The Commissioner General says URA wants to have at least five million taxpayers on the register by 2024/2025 if tax revenues are to help boost economic growth.

One of the measures they have put in to enhance sensitization is the introduction of the mobile tax office dubbed ‘Tujenge (Let’s Build) Bus’, which features the URA bus going to remote and other hard-to-reach areas.

“We have also increased the number of tax offices to the major towns, and one-stop shops to 44 to take our services closer to the people,” he says in a statement to taxpayers this year.

The last year has seen an improvement in revenue collections as the country’s economy continued to recover from the effects of the COVID-19 pandemic which were at their worst in 2020 and earlier 2021.

In the Quarter to September 30, 2022, URA surpassed its 5.132 trillion-Shilling target to collect 5.418 trillion Shillings. This was also 21.5 per cent higher than what was collected in the same period of the previous year.

The recovery was however threatened by the sharp rise in inflation rates in Uganda and globally mainly driven by high fuel prices, especially in the second and third quarters of the year.

Sarah Chelangat, URA Commissioner of Domestic Taxes, one of the main achievements in the last year has been to simplify the process of acquiring the TIN which is now a mandatory requirement. URA rolled out the instant TIN, a web-based TIN application procedure and in turn removed the tedious complicated processes that usually resulted in errors by taxpayers.
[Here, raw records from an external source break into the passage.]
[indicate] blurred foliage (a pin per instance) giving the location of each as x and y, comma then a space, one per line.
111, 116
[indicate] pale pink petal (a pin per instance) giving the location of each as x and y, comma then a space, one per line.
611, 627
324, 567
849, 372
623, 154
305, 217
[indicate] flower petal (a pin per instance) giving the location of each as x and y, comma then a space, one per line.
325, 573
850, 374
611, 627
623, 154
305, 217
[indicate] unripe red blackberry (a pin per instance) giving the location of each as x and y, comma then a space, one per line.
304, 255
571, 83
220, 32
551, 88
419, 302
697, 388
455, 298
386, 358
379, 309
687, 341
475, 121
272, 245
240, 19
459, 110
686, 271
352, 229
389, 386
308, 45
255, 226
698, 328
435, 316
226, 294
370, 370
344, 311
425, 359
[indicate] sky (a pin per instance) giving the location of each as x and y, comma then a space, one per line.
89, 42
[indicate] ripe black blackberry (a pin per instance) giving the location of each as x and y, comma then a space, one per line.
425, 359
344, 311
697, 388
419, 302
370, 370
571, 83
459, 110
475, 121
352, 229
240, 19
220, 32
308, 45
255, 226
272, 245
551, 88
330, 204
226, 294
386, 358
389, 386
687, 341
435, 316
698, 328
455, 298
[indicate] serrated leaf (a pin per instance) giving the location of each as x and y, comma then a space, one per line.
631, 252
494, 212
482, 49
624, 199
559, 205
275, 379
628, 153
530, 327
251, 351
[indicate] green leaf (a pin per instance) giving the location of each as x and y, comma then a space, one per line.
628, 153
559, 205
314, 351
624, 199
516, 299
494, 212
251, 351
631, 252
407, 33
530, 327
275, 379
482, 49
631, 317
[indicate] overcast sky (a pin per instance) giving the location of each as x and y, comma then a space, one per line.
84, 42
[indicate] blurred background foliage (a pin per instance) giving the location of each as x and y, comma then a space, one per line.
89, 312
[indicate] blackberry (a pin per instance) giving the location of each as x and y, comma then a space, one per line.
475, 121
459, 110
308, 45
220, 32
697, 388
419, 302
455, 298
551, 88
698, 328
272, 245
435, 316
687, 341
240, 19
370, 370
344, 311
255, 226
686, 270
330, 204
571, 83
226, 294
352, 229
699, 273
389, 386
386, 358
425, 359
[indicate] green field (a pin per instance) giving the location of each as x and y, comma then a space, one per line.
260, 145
“These complications forced many clients to resort to the tax agents and internet cafes for help which charged exorbitant fees, and for those who could not afford, acquiring a TIN became long, tedious and sometimes intolerable,” says Chelangat.

Currently, a taxpayer only needs a National ID or, for companies, a Certificate of Incorporation and access the URA web portal for the services which can take five minutes, according to her. URA has also made efforts to ease the return filing procedures through the web-based return template for presumptive business taxpayers, or those whose turnover does not exceed 150 million Shillings a year.